All'inizio della lattazione, la produzione di colostro richiede una quantità considerevole di calcio. Se l'organismo non riesce a mobilizzare abbastanza rapidamente il calcio immagazzinato nelle ossa, la calcemia diminuisce. Il calcio è essenziale per la contrazione muscolare: la vacca si indebolisce, inizia a tremare, si accascia e non riesce più a rialzarsi.

Contrariamente a quanto suggerisce il nome, la febbre da latte non è generalmente accompagnata da febbre. La temperatura corporea rimane nella norma o può persino essere inferiore ai valori normali.

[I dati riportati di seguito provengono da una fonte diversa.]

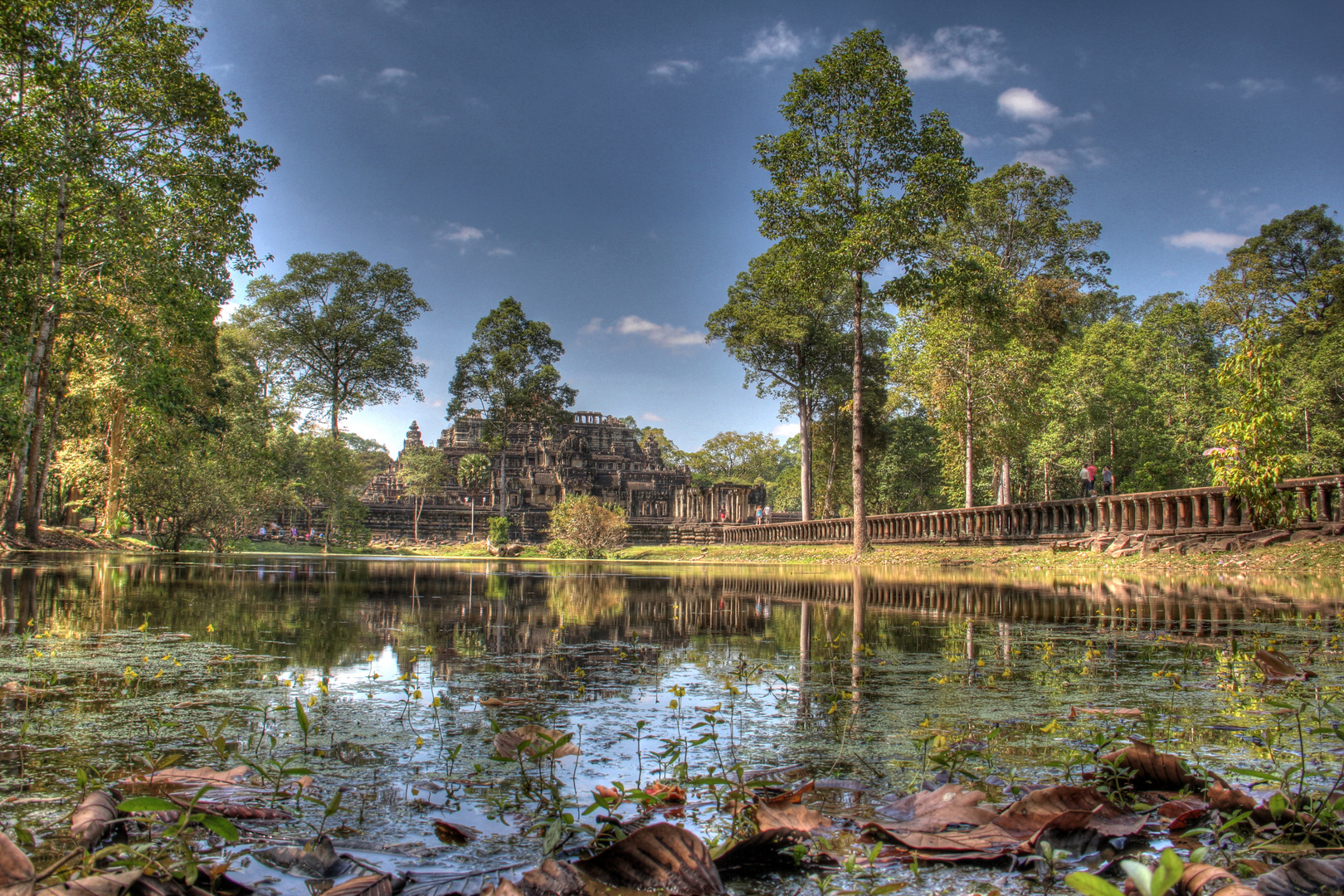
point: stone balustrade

I tre stadi dell'ipocalcemia

Stadio 1 — la vacca è ancora in piedi

I primi segnali comprendono un'insolita eccitabilità , tremori muscolari, orecchie fredde e un'andatura rigida e incerta. Questo stadio passa spesso inosservato e può durare soltanto poche ore.

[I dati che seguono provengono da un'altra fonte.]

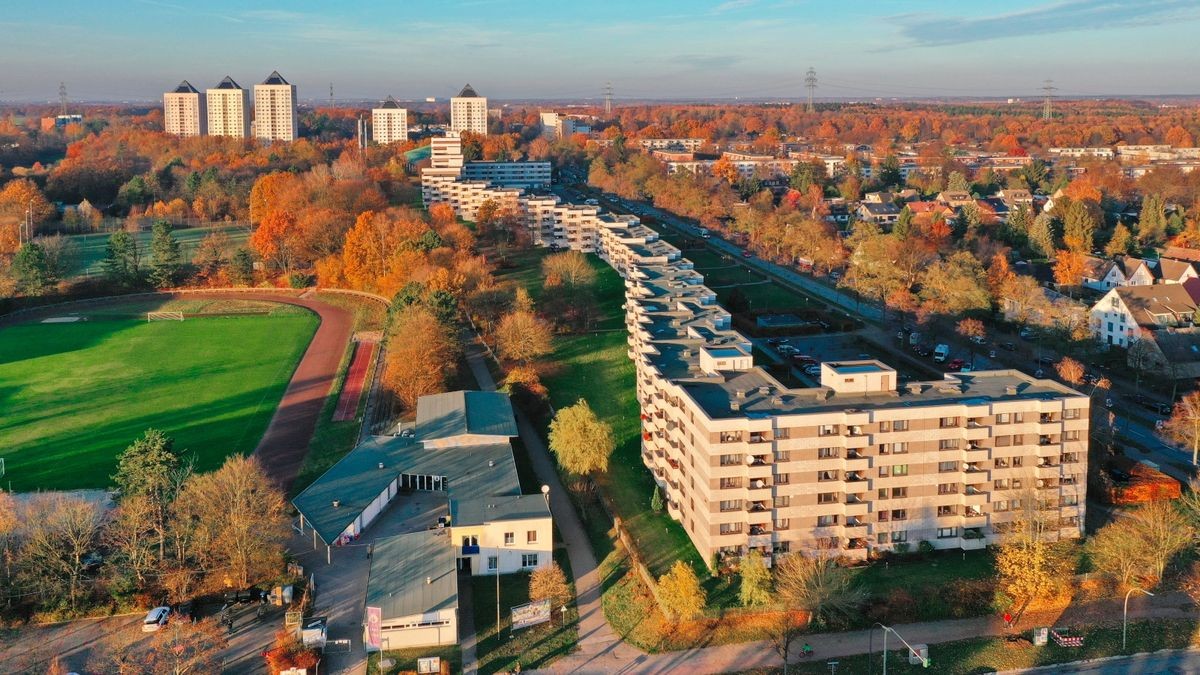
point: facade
(468, 112)
(510, 174)
(184, 111)
(275, 109)
(228, 109)
(859, 464)
(389, 123)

Stadio 2 — la vacca è in decubito sternale

La vacca non riesce più a rialzarsi e spesso tiene la testa ripiegata verso il fianco, assumendo la caratteristica postura a «collo di cigno». Può inoltre presentare musello asciutto, estremità fredde, rallentamento del transito digestivo e pupille dilatate.

Stadio 3 — la vacca è distesa su un fianco

L'animale perde progressivamente conoscenza e può presentare meteorismo, oltre a un maggiore rischio di aspirazione. Senza trattamento, la morte può sopraggiungere nel giro di poche ore.

Il trattamento d'urgenza

Il trattamento di riferimento consiste nella somministrazione lenta di calcio per via endovenosa da parte del veterinario, spesso integrata con fosforo e magnesio. La risposta può essere sorprendente: molte vacche riescono a rialzarsi nelle ore successive.

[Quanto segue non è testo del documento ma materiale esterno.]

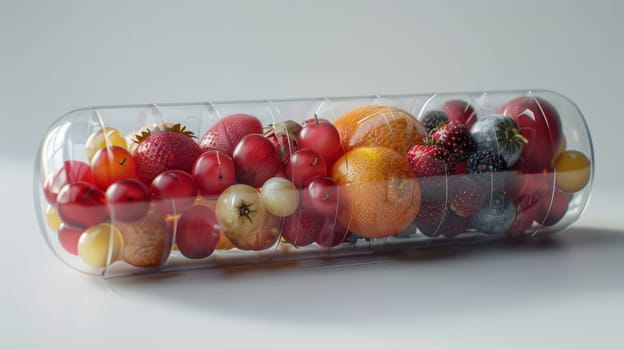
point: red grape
(304, 165)
(81, 205)
(111, 164)
(256, 159)
(128, 200)
(213, 171)
(174, 191)
(321, 196)
(68, 237)
(197, 232)
(323, 138)
(72, 171)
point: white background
(57, 56)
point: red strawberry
(454, 136)
(464, 196)
(430, 160)
(225, 134)
(169, 148)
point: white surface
(56, 57)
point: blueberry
(496, 216)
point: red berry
(228, 132)
(69, 237)
(540, 124)
(304, 165)
(72, 171)
(197, 232)
(171, 148)
(323, 138)
(321, 196)
(256, 160)
(128, 200)
(112, 164)
(430, 217)
(460, 111)
(81, 205)
(173, 191)
(454, 137)
(214, 171)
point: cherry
(197, 232)
(304, 165)
(111, 164)
(321, 196)
(174, 191)
(128, 200)
(81, 205)
(72, 171)
(214, 171)
(256, 159)
(323, 138)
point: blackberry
(432, 120)
(487, 168)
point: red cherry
(540, 124)
(214, 171)
(323, 138)
(72, 171)
(174, 191)
(69, 237)
(256, 160)
(197, 232)
(304, 165)
(81, 205)
(321, 196)
(128, 200)
(112, 164)
(301, 228)
(461, 111)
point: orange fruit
(380, 192)
(572, 171)
(379, 126)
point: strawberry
(464, 197)
(166, 148)
(430, 159)
(454, 136)
(227, 132)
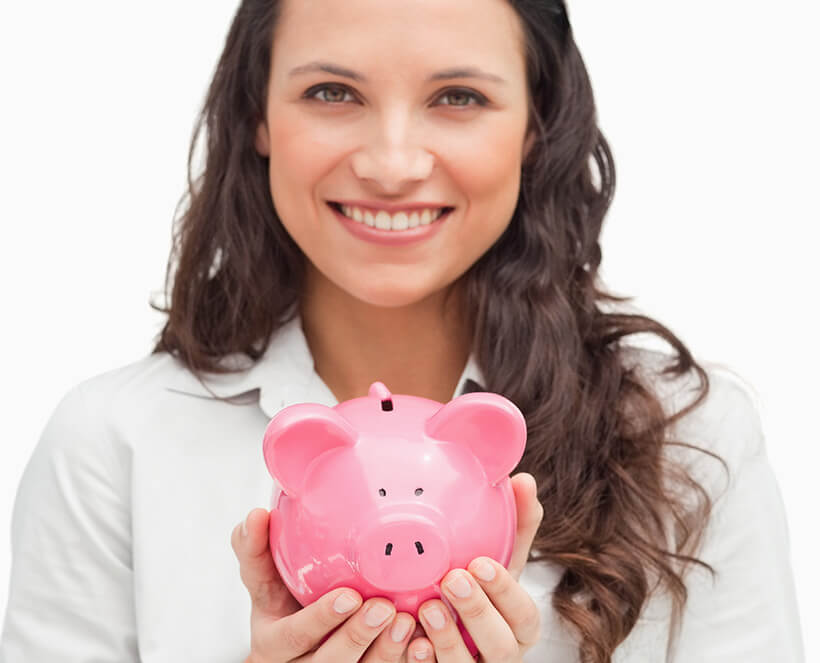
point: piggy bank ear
(299, 434)
(490, 425)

Attenzione al circolo vizioso

  • Una vacca rimasta a terra troppo a lungo sviluppa lesioni muscolari da compressione
  • Queste lesioni possono impedirle di rialzarsi anche dopo la correzione della calcemia
  • Ogni tentativo di sollevamento non riuscito aggrava le lesioni e affatica ulteriormente l'animale
  • Questo fenomeno rappresenta una delle principali cause della sindrome cronica della vacca a terra dopo la febbre da latte

Il sollevamento: una fase spesso trascurata

Se la vacca non si rialza nelle ore successive all'infusione, è necessario ricorrere al sollevamento assistito, sempre con la massima delicatezza. Un cuscino di sollevamento pneumatico come Air-cow consente di riportare gradualmente l'animale in una posizione fisiologica eretta in circa dieci minuti, senza compressione né dolore. La vacca può rimanere al sicuro nel dispositivo, alimentarsi e bere mentre i muscoli recuperano.

L'esperienza sul campo dimostra che una vacca affetta da febbre da latte, sollevata tempestivamente con un cuscino ad aria in abbinamento alla terapia con calcio, recupera molto più rapidamente ed evita le complicanze legate al decubito.